Отец вошел в комнату, поцеловал маму в щеку и уселся за стол с газетой. Он поднял голову, поглядел на Эви и улыбнулся.
– Ну, разве ты у меня не картинка сегодня!
– Спасибо, папа.
– Эви, будь лапочкой, – сказала, не оборачиваясь, мама от плиты, – позови брата завтракать, ладно?
Сердце у нее так и припустило. Джеймс. Джеймс здесь.
Свет лился сквозь стеклянную дверь – такой яркий, что по ту сторону ничего не было видно. Она толкнула створку. Там все было совсем как она помнила: веревочные качели на огромном дубе, огород с кустами спелых помидоров, папин «Бьюик», припаркованный у сарая. Чуть туманное солнце одевало все это зыбкой прелестью. У кормушки чирикали птицы. Цикады ласково стрекотали в пушистой, сочной траве.
Где-то кто-то пел:
– Собери свои печали в этот старенький рюкзак, улыбнись, улыбнись, улыбнись…

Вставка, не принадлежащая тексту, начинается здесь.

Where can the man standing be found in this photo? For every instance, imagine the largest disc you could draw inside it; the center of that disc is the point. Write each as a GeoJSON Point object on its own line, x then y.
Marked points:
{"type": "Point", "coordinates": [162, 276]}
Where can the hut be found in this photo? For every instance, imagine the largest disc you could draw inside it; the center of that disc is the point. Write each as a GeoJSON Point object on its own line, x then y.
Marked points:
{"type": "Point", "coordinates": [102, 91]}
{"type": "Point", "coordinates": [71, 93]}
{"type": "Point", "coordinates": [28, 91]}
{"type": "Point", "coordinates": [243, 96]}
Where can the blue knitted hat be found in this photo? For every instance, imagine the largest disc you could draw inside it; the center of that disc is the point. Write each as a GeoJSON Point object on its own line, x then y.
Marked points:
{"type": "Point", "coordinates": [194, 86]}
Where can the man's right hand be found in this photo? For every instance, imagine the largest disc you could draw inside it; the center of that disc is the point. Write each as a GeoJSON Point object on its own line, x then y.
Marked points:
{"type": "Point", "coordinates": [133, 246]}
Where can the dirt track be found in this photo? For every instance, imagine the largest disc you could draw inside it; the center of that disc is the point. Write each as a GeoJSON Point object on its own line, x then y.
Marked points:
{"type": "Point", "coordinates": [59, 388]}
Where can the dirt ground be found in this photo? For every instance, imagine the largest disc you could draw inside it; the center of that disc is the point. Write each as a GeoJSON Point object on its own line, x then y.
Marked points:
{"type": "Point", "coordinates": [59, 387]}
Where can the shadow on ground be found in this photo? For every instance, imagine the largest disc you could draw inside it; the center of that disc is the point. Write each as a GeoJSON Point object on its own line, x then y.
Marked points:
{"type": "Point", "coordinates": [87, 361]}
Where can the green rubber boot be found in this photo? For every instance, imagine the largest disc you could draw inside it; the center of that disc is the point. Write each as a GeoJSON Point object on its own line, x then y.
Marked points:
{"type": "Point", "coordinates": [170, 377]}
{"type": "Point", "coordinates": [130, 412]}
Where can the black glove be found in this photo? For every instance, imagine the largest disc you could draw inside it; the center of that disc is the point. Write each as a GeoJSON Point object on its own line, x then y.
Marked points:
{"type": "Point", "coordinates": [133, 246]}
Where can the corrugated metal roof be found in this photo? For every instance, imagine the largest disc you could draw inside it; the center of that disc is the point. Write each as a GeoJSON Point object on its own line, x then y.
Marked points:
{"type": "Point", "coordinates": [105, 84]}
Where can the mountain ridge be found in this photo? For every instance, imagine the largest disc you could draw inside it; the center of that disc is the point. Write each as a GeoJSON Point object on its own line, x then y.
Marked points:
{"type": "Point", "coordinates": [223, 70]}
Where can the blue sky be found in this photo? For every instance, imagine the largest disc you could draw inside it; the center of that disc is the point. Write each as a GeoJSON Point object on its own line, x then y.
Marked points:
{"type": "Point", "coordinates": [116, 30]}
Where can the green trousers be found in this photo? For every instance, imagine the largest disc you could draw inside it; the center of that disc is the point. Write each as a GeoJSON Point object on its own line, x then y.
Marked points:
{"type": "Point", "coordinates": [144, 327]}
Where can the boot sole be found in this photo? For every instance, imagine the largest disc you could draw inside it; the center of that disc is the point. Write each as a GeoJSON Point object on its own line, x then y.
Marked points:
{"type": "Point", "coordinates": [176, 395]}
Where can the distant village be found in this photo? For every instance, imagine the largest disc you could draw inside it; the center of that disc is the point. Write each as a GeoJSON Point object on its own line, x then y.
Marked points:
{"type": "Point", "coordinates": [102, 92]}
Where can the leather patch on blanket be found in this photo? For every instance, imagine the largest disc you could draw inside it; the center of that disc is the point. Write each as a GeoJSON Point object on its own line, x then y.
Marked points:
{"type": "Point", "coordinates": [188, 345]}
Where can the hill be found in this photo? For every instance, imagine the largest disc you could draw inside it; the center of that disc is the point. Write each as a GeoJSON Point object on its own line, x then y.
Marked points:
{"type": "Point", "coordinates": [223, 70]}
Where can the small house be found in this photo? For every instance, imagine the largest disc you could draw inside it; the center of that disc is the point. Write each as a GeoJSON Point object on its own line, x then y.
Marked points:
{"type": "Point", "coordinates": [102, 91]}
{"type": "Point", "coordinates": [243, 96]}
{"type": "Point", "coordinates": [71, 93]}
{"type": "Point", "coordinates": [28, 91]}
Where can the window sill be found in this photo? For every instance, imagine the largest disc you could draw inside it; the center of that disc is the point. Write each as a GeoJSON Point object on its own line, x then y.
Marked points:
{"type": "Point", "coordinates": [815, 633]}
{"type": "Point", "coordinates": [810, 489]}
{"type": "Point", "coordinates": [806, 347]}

Сквозь живую изгородь мелькнула рука, болтающаяся нога… Весь покой слетел с нее, и Эви бегом помчалась к фигуре, распростертой на старой садовой скамейке.
– Джеймс? – Она прошептала это так тихо, что брат мог и не расслышать, но он сел, обернулся и широко улыбнулся ей.
Солнце освещало его сзади, так что он весь сиял.